I've seen lots of campus visits, too, almost all of which were disaster-free (unless you count over-reactions by older white male colleagues to "dead white male curriculum" comments from younger women candidates).

But the stories are ... instructive. Nelson is right that they're a kind of living reality show, and it's kind of surprising that the campus visit hasn't been the subject of more mainstream comedy. You could do a great ensemble movie of three candidates coming to campus in series, or perhaps three candidates in different departments coming simultaneously. It's kind of a perfect 'fish out of water' / 'stranger comes to town' scenario.

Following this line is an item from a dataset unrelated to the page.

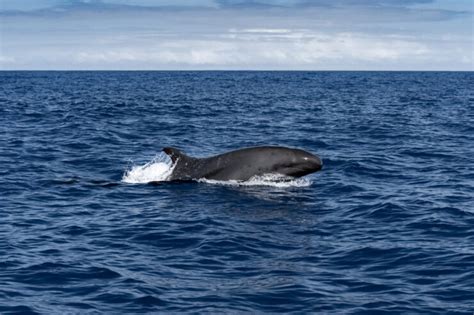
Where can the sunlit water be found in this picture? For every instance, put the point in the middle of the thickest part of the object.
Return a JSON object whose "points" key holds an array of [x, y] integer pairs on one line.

There's a humbling rejoinder to my "didn't notice any problems":

"If you're an academic, and you don't have a campus visit horror story, then chances are you were the horror."

It's possible...


  1. For the record, I'm the boring person without interesting stories to share who sent in this as a way of living vicariously. (I did have weather-related interference, and one minor wardrobe malfunction, but that's not really the sort of thing we're talking about)

    1. Yes. Sorry. Somehow I wiped your name when I was trying to add the addendum and fix the links.

    2. Thanks for getting that postscript in! And the graphic is... just fine, really!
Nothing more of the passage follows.